La médiation est par ailleurs confidentielle. Sauf accord contraire des parties, les constatations du médiateur et les déclarations recueillies ne sont pas destinées à être invoquées ou produites ensuite devant un tribunal. Il est donc inexact de présenter automatiquement une proposition favorable comme une « preuve » pour le juge.

Attention au délai pour agir contre l’assureur

Le délai de médiation d’un an et la prescription du contrat d’assurance répondent à des règles différentes. La médiation peut suspendre la prescription dans les conditions prévues par les textes et la charte applicable, mais le simple envoi d’un formulaire ne doit pas être présenté comme une interruption automatique.

Si une échéance paraît proche, n’attendez pas la fin de l’instruction pour vérifier vos droits. L’article L114-2 du Code des assurances prévoit notamment l’interruption par l’envoi à l’assureur d’une lettre recommandée — papier ou électronique — avec accusé de réception concernant le règlement de l’indemnité. Un courrier adressé uniquement au gestionnaire ne donne pas la même sécurité sans preuve d’un mandat. Le calcul exact mérite un avis professionnel lorsque les dates sont serrées.
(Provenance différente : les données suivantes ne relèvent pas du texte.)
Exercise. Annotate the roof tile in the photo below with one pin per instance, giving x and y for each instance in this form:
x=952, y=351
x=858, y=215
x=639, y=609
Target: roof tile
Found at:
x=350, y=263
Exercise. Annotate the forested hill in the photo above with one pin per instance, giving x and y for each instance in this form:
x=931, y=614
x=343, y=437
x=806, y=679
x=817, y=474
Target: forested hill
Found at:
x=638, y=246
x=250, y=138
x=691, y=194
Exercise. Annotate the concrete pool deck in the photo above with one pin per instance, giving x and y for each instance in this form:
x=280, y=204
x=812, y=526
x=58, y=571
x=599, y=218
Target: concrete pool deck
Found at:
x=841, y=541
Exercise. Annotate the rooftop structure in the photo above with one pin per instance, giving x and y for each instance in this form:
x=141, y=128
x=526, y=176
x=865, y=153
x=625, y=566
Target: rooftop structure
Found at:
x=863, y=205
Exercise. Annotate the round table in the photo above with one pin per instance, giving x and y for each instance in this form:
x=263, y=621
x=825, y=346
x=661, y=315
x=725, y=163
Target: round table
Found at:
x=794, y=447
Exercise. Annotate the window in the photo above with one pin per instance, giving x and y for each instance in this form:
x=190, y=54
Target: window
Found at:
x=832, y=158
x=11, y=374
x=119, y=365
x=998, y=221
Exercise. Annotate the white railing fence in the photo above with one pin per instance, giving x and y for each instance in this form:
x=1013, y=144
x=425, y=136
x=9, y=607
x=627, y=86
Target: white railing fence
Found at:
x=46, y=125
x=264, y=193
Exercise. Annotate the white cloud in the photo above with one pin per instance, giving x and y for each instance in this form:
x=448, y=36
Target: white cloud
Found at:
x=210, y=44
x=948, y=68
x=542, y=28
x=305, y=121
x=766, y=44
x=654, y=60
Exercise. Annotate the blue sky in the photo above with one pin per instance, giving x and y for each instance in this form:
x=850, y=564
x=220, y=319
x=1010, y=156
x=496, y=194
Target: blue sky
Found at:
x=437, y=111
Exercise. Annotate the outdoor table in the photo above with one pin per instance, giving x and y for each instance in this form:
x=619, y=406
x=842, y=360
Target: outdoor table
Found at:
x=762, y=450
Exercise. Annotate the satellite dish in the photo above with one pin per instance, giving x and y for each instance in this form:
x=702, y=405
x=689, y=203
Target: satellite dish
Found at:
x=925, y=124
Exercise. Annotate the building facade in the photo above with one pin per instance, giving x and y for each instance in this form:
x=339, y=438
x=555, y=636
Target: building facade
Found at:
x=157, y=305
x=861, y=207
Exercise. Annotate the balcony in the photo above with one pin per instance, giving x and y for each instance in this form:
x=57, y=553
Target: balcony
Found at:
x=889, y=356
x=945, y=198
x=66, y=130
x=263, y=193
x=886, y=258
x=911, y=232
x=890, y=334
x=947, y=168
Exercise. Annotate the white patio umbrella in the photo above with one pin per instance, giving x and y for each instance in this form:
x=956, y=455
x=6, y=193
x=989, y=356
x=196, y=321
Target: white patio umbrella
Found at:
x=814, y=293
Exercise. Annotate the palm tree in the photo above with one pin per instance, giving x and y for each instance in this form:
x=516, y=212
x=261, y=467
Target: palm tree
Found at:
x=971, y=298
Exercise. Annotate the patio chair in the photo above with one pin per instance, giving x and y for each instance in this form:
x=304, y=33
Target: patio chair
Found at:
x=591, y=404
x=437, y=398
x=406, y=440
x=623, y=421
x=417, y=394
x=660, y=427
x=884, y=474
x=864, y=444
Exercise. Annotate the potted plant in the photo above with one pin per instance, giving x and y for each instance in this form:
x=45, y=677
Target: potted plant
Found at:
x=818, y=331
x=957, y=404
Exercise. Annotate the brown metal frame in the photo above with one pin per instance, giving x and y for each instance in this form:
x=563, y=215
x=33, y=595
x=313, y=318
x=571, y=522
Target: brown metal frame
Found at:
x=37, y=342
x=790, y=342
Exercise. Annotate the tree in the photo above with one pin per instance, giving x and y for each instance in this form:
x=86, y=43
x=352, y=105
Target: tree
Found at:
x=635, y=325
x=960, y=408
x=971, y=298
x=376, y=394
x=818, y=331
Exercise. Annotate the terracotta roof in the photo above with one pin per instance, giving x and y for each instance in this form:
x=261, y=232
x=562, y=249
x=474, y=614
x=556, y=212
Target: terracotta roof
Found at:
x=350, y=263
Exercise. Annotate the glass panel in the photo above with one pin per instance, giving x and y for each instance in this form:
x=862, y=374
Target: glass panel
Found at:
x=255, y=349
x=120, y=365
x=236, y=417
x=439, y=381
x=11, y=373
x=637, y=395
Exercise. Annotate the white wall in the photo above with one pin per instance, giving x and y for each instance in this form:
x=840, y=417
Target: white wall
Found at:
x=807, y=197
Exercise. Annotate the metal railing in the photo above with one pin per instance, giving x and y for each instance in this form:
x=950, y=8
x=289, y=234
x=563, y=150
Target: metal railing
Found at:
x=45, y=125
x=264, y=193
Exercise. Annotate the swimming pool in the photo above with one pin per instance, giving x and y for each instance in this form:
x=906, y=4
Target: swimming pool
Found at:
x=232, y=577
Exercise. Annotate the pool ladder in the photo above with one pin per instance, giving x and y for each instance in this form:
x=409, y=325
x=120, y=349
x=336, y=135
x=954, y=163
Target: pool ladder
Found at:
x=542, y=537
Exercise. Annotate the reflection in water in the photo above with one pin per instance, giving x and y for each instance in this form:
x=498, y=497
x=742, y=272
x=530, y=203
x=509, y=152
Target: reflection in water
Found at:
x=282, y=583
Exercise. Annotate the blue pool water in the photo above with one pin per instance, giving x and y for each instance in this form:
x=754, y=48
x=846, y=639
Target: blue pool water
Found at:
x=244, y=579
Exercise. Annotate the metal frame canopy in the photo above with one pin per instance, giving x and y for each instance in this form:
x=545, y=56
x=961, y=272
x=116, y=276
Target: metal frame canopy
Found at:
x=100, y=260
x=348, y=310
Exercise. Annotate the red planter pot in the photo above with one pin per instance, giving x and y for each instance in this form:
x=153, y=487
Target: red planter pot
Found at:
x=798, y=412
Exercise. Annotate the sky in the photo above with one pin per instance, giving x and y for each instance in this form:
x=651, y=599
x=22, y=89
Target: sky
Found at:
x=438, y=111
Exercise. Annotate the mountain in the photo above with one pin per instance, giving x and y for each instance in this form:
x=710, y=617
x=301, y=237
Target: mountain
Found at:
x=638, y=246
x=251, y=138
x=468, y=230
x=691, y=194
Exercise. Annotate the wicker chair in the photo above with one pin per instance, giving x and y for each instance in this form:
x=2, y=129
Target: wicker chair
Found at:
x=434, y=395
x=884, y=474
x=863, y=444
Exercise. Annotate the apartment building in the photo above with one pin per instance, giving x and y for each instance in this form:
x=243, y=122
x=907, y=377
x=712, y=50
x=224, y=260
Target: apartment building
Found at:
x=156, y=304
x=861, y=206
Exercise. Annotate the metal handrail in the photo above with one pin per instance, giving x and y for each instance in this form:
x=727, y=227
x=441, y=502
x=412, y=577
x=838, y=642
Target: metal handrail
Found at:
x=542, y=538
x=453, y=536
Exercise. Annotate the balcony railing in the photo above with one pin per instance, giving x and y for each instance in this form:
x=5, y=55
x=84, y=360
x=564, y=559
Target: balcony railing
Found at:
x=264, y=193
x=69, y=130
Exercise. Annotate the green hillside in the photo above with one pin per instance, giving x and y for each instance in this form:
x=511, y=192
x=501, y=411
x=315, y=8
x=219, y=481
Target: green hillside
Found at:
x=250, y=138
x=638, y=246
Les erreurs qui fragilisent un dossier mobile

  • saisir un nom commercial sans identifier l’entité juridique et son rôle ;
  • confondre déclaration de sinistre et réclamation écrite ;
  • attendre plus d’un an après la réclamation ;
  • joindre une nouvelle version des faits qui contredit la déclaration ou la plainte ;
  • demander « une révision » sans préciser la clause contestée ni la solution attendue ;
  • compter sur le médiateur pour refaire seul une expertise technique ;
  • modifier ou jeter les pièces originales après les avoir numérisées.
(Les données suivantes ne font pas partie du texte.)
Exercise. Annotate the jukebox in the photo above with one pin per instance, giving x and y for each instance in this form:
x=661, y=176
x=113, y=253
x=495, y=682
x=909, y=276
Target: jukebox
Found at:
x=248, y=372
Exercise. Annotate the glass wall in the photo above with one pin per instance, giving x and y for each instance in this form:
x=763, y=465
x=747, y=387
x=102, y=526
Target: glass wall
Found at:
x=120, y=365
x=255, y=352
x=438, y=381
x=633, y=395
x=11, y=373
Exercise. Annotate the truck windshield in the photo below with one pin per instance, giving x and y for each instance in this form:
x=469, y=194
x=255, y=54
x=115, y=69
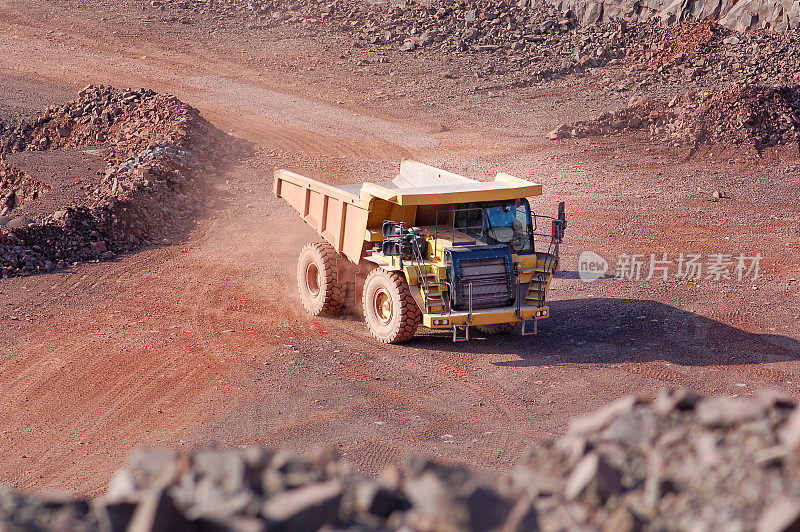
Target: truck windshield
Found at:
x=503, y=222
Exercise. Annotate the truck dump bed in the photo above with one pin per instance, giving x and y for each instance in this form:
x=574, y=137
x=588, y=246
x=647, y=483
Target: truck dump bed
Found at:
x=348, y=216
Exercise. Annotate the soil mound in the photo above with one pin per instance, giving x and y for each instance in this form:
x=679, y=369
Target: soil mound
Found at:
x=154, y=149
x=752, y=116
x=679, y=462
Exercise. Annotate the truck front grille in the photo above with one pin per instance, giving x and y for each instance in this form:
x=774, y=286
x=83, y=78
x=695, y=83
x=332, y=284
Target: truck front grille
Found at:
x=489, y=271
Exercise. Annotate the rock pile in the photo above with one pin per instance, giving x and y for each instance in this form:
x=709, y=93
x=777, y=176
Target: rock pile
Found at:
x=741, y=16
x=756, y=116
x=527, y=40
x=155, y=146
x=16, y=187
x=679, y=462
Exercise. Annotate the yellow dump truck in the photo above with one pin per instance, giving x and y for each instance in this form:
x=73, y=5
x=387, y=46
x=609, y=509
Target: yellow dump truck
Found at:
x=430, y=248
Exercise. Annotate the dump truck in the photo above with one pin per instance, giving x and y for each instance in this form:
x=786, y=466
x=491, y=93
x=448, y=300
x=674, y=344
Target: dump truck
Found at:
x=430, y=247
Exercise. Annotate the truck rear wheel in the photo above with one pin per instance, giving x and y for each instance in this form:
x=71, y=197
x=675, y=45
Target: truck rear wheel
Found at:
x=498, y=328
x=321, y=290
x=390, y=311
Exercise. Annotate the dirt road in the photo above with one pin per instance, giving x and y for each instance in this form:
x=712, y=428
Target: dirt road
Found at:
x=203, y=341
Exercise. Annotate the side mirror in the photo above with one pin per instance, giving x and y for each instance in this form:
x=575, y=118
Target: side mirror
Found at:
x=558, y=229
x=391, y=229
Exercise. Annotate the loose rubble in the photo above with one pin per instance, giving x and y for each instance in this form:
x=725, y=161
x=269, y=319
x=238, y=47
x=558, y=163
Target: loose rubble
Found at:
x=744, y=15
x=751, y=116
x=679, y=462
x=528, y=41
x=156, y=147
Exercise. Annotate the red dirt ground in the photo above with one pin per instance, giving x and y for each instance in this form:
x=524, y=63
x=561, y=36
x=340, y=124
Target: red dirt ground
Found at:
x=203, y=340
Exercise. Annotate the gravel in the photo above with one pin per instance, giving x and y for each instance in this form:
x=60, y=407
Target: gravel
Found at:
x=156, y=148
x=679, y=462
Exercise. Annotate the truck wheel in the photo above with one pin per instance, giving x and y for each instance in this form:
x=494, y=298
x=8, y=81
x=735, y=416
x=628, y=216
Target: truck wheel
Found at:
x=321, y=290
x=498, y=328
x=390, y=311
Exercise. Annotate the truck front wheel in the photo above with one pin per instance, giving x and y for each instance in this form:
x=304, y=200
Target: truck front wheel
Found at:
x=390, y=311
x=318, y=279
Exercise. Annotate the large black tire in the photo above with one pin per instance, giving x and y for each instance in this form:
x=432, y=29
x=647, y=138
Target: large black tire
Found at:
x=318, y=280
x=498, y=328
x=391, y=314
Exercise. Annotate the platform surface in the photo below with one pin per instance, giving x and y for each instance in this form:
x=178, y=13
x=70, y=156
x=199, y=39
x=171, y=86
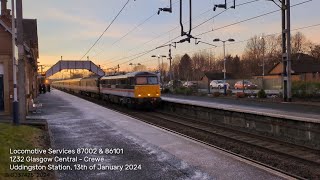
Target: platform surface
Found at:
x=299, y=112
x=76, y=123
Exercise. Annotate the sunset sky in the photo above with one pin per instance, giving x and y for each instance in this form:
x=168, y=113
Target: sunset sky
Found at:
x=69, y=28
Transmettre une demande à Legitim

Vous pouvez transmettre votre refus et les documents que vous jugez utiles à Legitim pour enregistrer une demande de prise en charge. Le dépôt initial est gratuit ; il ne préjuge ni de l’acceptation du dossier ni de l’issue du litige. Les caractéristiques et le prix d’un éventuel accompagnement sont communiqués avant tout engagement. Transmettez votre refus.

Sources officielles

FAQ — Médiateur et assurance mobile

Dois-je attendre deux mois si j’ai déjà reçu une réponse définitive ? Non. Une réponse définitive insatisfaisante permet de saisir le médiateur sans attendre. Les deux mois deviennent le repère lorsque la première réclamation écrite reste sans réponse définitive.

Ai-je deux ans pour saisir le médiateur ? Non. La médiation de la consommation doit être demandée dans l’année suivant votre réclamation écrite. La prescription du contrat d’assurance est une question distincte.

Le médiateur est-il toujours celui de l’assureur ? Non. Il peut être compétent pour un assureur ou un intermédiaire adhérent. Vérifiez l’entité, la notice, la réponse de réclamation et l’adhésion actuelle au dispositif indiqué.

La proposition du médiateur oblige-t-elle l’assurance à m’indemniser ? Non. C’est une proposition de solution non contraignante. Les parties restent libres de l’accepter ou de la refuser.

Puis-je aller au tribunal après la médiation ? Oui, sous réserve des délais applicables. La médiation est toutefois confidentielle : sa proposition et les déclarations recueillies ne deviennent pas automatiquement des pièces utilisables devant le juge.


Cet article fournit une information générale et ne constitue pas un conseil juridique personnalisé. Legitim n’est pas un cabinet d’avocats. Pour un conseil adapté à votre situation ou une action en justice, consultez l’avocat de votre choix.